When I was at a wireless messaging company we were ready to launch a new hand held product and a $500 million 2-way network.  Amongst a myriad of activity, the new wireless device, the new network type, new compression algorithms, custom market research and focus groups, media planning for a regional roll out, brand name development, logo development, packaging, sales training, collateral materials, filming TV commercials, creating radio spots, newspaper advertising, billboards and many more things … something almost slipped through the cracks.

Since the advent of numeric pagers, after you entered your ‘digits’, you concluded by pressing’ #’ on your telephone keypad.   Unknown to anyone at our company, the infrastructure supplier switched the protocol to pressing the ‘star’ button after you left your message.  We were just a month from launch when I found out.  Why was this so important?

Muscle memory is the most ‘hard-wired’ of all behaviors.  The first users of the new device were going to be existing users, right?  Yes BUT …  Of more importance were those leaving messages for these customers who were accustomed to pressing ‘#’.

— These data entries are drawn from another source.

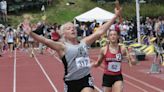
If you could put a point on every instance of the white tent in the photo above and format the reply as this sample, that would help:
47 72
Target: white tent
98 14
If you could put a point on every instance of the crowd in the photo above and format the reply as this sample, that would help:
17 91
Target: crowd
15 37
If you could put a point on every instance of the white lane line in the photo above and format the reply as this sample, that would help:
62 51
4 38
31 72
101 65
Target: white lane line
128 82
48 78
144 83
99 90
14 76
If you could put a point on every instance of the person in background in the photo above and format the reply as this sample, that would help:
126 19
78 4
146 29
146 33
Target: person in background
74 54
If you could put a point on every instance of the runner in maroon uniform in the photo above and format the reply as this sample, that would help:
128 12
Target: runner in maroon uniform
112 54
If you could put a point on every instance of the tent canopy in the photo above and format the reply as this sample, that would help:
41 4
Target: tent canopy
98 14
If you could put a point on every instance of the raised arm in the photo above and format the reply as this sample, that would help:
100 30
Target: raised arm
58 46
102 29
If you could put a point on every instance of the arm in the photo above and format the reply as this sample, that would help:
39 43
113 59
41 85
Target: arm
58 46
100 59
101 30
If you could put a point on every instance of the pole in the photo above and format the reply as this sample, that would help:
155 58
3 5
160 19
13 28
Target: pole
138 21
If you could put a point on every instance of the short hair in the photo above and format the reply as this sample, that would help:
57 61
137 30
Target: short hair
62 28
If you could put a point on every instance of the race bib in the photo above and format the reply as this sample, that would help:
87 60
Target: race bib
82 62
114 66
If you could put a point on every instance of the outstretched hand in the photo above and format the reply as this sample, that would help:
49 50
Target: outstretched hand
27 28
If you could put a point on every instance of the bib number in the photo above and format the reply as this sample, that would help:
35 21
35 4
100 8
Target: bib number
114 66
82 62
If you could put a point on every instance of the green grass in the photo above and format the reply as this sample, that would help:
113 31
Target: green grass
61 13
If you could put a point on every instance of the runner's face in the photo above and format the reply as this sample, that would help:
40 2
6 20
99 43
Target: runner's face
70 31
113 37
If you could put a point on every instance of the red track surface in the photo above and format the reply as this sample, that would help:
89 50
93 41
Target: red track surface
44 73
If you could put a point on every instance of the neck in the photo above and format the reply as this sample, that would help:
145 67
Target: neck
72 41
113 45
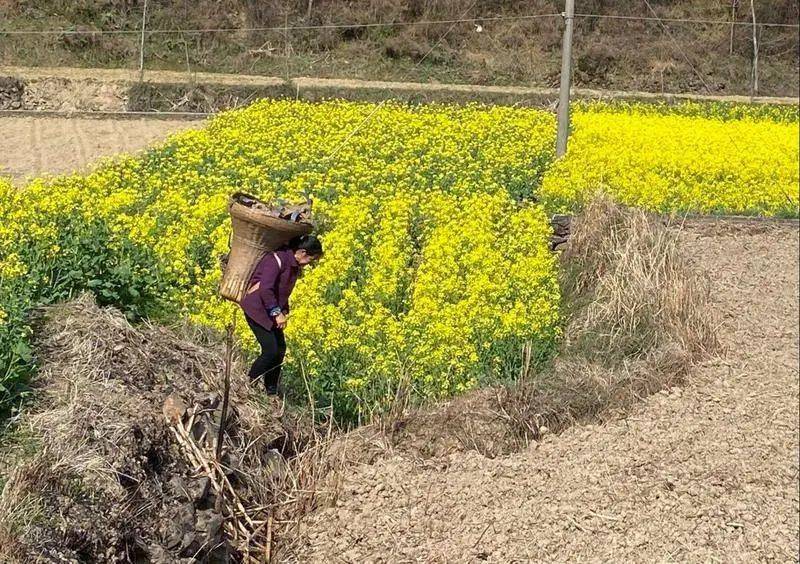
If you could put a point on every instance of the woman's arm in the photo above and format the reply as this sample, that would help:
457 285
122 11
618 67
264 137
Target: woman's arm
270 274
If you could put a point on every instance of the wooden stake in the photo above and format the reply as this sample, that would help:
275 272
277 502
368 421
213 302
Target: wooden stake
227 385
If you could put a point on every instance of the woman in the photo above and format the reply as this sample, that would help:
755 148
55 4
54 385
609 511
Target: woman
266 304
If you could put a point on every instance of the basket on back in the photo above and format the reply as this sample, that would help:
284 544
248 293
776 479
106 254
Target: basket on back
255 232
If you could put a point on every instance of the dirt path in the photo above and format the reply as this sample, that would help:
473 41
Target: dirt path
129 76
707 473
30 146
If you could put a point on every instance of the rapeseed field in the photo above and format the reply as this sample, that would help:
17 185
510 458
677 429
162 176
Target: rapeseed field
434 219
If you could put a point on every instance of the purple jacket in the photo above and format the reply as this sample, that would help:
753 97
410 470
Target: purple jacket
275 284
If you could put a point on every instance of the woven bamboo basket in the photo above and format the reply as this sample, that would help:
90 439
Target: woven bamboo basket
254 234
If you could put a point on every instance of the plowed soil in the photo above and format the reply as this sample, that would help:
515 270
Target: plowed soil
31 146
705 473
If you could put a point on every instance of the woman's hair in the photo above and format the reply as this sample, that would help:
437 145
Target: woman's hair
308 243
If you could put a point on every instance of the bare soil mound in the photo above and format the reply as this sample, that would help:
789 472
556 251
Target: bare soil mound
703 473
110 478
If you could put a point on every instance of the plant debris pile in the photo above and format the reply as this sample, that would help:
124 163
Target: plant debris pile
124 467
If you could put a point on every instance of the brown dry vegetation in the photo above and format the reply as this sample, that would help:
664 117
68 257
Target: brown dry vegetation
610 54
639 320
96 472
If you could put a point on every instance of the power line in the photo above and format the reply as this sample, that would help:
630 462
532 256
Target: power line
383 24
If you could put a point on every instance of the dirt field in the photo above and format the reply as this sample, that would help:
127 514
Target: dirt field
707 473
31 146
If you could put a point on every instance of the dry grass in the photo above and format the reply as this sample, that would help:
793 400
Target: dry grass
638 319
109 480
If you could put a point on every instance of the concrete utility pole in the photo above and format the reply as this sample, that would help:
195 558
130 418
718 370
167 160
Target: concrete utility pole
141 43
566 75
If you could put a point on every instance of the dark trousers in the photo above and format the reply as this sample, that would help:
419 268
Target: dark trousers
273 350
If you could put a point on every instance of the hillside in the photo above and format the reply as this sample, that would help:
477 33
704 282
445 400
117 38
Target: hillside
503 46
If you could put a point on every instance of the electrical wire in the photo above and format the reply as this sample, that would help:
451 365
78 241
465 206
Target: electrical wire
475 20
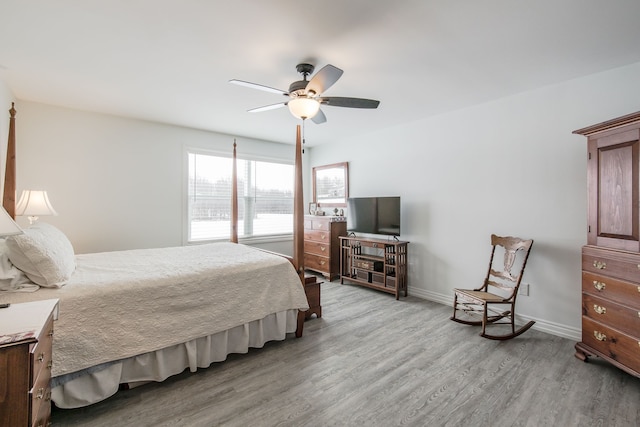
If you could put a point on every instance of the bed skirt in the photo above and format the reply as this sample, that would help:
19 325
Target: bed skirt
94 385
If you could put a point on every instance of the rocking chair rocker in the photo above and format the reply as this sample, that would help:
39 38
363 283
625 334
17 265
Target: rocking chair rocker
481 302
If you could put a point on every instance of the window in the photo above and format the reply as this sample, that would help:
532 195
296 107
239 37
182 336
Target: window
265 198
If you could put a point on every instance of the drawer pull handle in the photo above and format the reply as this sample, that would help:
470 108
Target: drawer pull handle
599 309
599 336
600 265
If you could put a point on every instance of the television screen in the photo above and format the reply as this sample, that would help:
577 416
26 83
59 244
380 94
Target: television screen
374 215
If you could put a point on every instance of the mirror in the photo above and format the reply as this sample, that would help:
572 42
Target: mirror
331 184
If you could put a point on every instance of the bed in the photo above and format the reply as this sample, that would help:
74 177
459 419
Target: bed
143 315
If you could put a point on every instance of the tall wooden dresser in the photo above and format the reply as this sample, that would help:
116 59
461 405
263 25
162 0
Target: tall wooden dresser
611 258
321 245
26 340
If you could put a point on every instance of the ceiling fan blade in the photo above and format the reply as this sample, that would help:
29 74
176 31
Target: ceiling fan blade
339 101
319 118
324 79
267 107
257 86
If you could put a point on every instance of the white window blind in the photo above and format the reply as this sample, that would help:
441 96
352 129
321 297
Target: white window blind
265 198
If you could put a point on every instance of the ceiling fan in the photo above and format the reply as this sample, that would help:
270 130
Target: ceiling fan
305 96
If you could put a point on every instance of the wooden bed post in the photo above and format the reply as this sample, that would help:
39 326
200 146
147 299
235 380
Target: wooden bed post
298 211
9 194
298 225
234 197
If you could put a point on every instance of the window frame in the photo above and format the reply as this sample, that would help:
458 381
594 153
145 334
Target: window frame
185 203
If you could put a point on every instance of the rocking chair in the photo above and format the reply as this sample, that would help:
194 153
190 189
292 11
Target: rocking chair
490 305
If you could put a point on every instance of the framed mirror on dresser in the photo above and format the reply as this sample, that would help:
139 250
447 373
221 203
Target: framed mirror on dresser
331 185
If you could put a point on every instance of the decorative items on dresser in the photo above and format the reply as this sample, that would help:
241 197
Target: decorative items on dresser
611 258
321 245
26 339
374 263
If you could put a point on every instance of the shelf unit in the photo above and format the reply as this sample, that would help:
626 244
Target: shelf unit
374 263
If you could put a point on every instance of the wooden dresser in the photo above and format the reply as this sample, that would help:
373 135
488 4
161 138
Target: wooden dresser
321 245
611 258
26 338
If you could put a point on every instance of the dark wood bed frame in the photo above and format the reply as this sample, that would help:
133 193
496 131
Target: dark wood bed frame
9 201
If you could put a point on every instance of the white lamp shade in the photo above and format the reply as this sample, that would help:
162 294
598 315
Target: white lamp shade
304 108
8 226
34 203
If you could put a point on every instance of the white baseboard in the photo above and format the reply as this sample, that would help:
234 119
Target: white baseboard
557 329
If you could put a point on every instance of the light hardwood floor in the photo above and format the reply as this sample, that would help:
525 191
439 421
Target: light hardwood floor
374 361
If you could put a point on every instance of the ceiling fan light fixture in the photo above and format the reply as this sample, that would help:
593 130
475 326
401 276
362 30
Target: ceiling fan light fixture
304 108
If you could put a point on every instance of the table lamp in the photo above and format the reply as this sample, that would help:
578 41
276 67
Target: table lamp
34 203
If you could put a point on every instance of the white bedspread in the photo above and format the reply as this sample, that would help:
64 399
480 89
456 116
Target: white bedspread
125 303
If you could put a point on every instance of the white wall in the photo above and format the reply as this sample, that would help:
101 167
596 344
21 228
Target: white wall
509 167
116 183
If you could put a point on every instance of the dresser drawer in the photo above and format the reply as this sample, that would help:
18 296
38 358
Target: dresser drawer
317 263
622 318
618 264
611 343
317 224
317 236
317 248
40 396
41 352
616 290
43 418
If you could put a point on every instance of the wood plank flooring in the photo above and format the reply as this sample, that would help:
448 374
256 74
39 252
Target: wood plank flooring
374 361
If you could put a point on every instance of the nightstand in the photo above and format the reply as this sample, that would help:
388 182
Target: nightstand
26 339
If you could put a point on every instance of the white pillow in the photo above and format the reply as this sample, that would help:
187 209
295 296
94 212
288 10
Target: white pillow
44 254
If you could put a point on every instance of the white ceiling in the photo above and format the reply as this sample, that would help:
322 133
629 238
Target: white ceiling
170 60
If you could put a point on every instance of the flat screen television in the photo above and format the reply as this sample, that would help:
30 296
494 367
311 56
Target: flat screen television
374 215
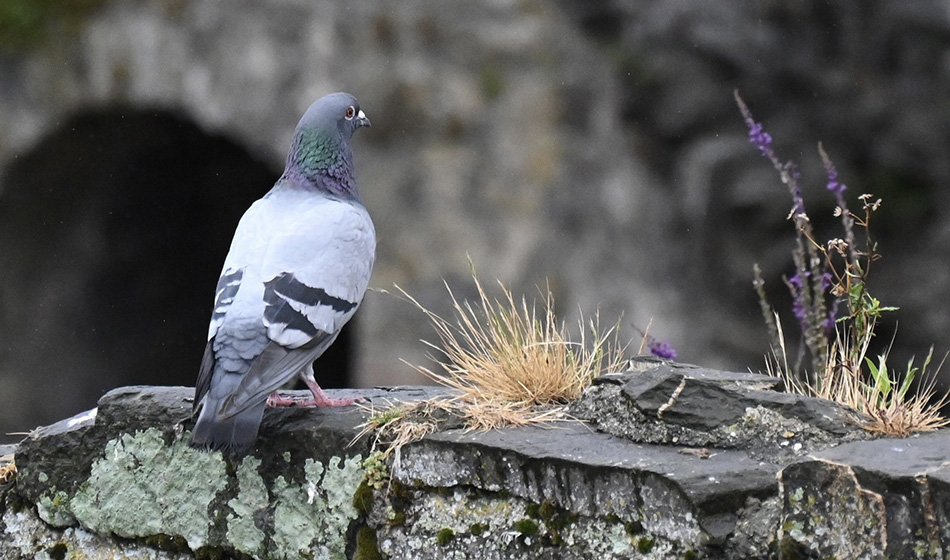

We had the change made back to # and, at least that problem was taken care of successfully.  There was more ‘fixin’ needed that I’ll cover in additional posts.

Category

If you can create a new category (where yours is the first product of its kind) that links to an existing one that is familiar, you have a leg up on the competition.  First there were supercomputers, and later mini-supercomputers and super-minicomputers.  I’m sure you can think of more.  What many miss however is what we have, and will say, over and over again: because hi-tech marketing is different from consumer marketing, a number of players in the communications infrastructure need to “buy in” to the term you use because it needs to be used by others to become accepted.  Otherwise it’s just more of what we called at Gartner SSVH (Self-Serving Vendor Hype).  If you are creating a new category, start with those you can trust (or from whom you can ‘buy’ silence under NDA) and gauge their reaction.  How fast do they ‘get it’?  Does is seem stupid to them? Or do they wish they had thought of it first?  Don’t go forward unless you pass the ‘no puffery’ test.

Other Elements

By the time you get the first three buttoned up, the last three should almost fall into place:

  • That provides (Key Benefit … Boil it down to something short and memorable)
  • Unlike (Primary Competition … Don’t say there isn’t any. At the minimum it’s the current way of doing things)
  • Who/Which (Competitor’s Main Benefit … If you didn’t study your competitor first you shouldn’t be here)

That’s all there is to it! It will take a lot of work, over a few months of concerted effort, to get an acceptable working draft, but I can assure you it will be worth it.

Where Do I Start?

A strong suggestion …  Begin by asking key executives in your company/division, SBU, etc. a set of up to 10 of identical open-ended questions, in the same order, that you can compare and contrast with each other.  Find out what is in agreement and where opinions diverge.

Here’s a beginning:

  • Who is/are our target markets?
  • Why do customer buy/why will they buy our product/service?
  • What would you call the segment of the market we might be in?
  • What is/are our key benefits?
  • How are we different from the competition?
  • How are we different from how our target market does things today?
  • What is our main competitions best feature/benefit?

Sound famiiar?  Once you get your results, you’ll have a good start on “Iterating towards the truth” (Skip Bushee, founder of InfoCorp, later acquired by Gartner Group).